Postoperative adjuvant chemotherapy among stage II and III patients has been shown to improve long-term outcomes [40]. However, adjuvant chemotherapy failed to identify an independent protective factor affecting prognosis in this study. This is because high-risk stage II and III patients with RCC tend to undergo adjuvant chemotherapy [41]. When evaluating the effects of adjuvant chemotherapy, selection bias should always be considered in retrospective studies. Therefore, our study could not demonstrate a correlation between adjuvant chemotherapy and the ALI.

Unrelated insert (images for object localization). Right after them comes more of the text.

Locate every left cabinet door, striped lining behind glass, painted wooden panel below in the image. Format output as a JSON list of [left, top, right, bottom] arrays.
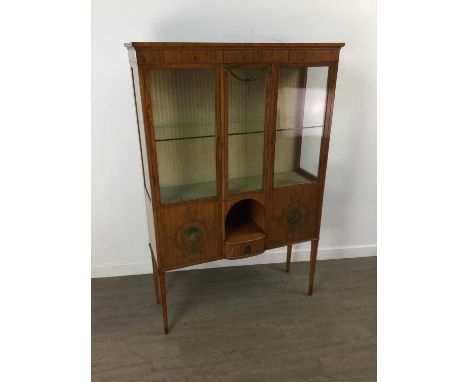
[[146, 67, 222, 270]]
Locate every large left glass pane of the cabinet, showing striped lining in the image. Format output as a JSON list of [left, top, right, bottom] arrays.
[[149, 69, 216, 204]]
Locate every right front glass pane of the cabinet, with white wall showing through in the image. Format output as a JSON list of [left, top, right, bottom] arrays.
[[274, 67, 328, 187]]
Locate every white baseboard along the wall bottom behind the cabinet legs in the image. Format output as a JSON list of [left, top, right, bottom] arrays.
[[91, 244, 377, 278]]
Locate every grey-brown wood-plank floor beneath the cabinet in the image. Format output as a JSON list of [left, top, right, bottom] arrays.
[[92, 257, 377, 382]]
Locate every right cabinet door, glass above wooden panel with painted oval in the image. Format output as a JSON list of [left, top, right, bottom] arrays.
[[268, 66, 329, 247]]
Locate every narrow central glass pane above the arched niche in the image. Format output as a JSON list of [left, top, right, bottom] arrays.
[[227, 68, 266, 194]]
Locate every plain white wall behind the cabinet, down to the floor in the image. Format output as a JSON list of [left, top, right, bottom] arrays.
[[92, 0, 376, 277]]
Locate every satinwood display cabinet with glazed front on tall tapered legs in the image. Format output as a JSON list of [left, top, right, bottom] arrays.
[[125, 42, 344, 333]]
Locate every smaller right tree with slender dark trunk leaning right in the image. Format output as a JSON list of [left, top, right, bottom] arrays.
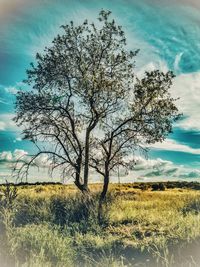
[[90, 70, 180, 222]]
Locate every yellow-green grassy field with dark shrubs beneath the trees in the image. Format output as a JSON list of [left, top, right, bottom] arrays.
[[0, 182, 200, 267]]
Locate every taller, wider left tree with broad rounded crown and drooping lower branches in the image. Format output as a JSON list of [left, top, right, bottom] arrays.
[[15, 10, 137, 191]]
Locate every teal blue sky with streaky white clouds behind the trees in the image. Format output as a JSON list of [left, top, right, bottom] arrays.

Postoperative surveillance aims to identify recurrence(s) and improve survival rates. However, an optimal surveillance strategy is yet to be determined. The FACS trial revealed that intensive surveillance resulted in an increased rate of surgical treatment of recurrence with curative intent [42]. Patients with a low ALI demonstrated poor 5-year OS and DFS rates. We recommend that more intensive follow-up strategies be implemented for patients with a low ALI in stage II and III; CEA monitoring and lung and abdominal CT should be performed every 3 months in the first 2 years instead of every 6 months [41]. This would be more conducive to the detection and treatment of early recurrences.

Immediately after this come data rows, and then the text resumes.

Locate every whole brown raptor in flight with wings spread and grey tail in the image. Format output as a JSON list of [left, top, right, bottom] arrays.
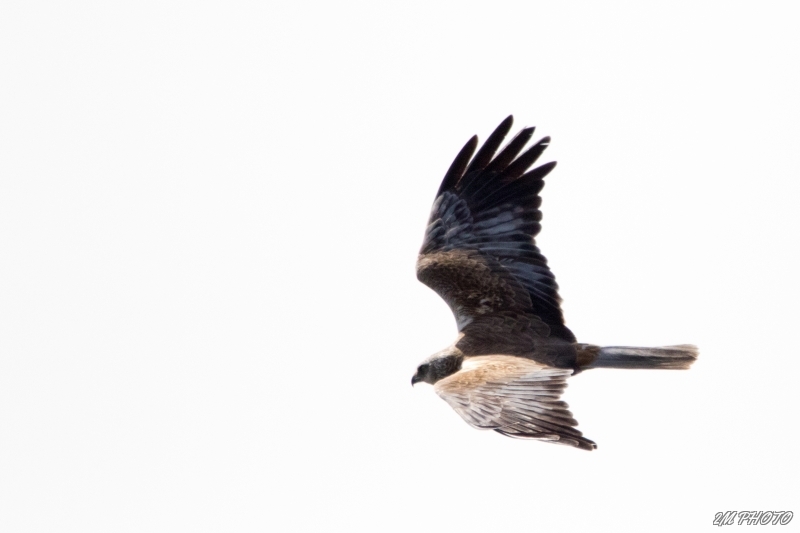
[[411, 116, 697, 450]]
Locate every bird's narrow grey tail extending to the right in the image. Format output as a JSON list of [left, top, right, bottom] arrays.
[[581, 344, 698, 370]]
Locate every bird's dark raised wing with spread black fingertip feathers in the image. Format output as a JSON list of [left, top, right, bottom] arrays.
[[417, 116, 575, 342]]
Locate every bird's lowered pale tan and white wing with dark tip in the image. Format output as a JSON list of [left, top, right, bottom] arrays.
[[434, 355, 597, 450]]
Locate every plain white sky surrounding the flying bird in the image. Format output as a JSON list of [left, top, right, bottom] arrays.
[[0, 1, 800, 533]]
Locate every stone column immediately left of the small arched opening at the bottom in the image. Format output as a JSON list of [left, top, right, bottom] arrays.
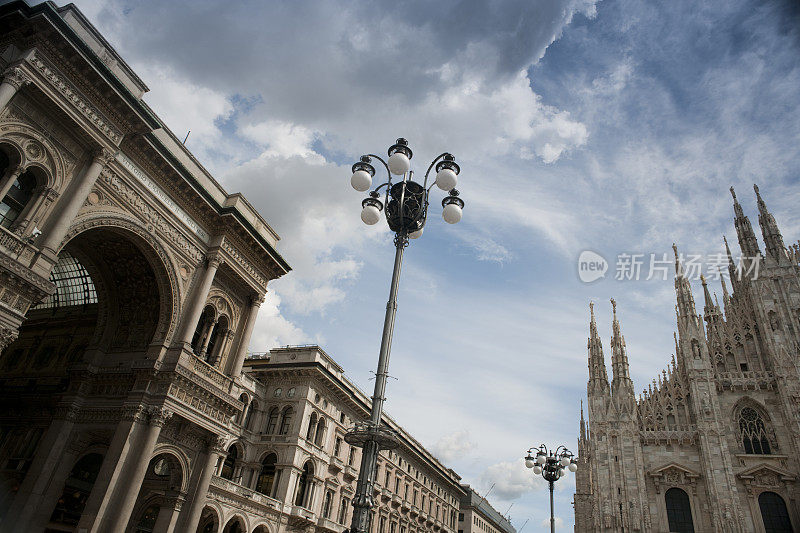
[[101, 407, 172, 531]]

The present study had several limitations, the first of which were its retrospective design and relatively small sample size. Second, preoperative serum albumin, neutrophil, and lymphocyte levels may be influenced by many factors. Third, the cut-off values for the ALI reported in the literature vary, which may be due to the local tumor and sample sizes in previous studies, thus resulting in bias. Fourth, preoperative anemia, surgical approach, and postoperative hospital stay were statistically different between the two groups, which may have biased the results after PSM. Therefore, a prospective study is required to determine the optimal cut-off value to accurately predict the prognosis of patients with cancer.

Conclusion

This study was the first to demonstrate that the preoperative ALI is an effective indicator for predicting short- and long-term prognosis in patients with RCC. These findings may help clinicians choose the most effective biomarkers by combining inflammation with immunity as part of individualized treatment strategies for patients with RCC, particularly those in stages II and III, to guide preoperative treatment decision-making and postoperative follow-up strategies.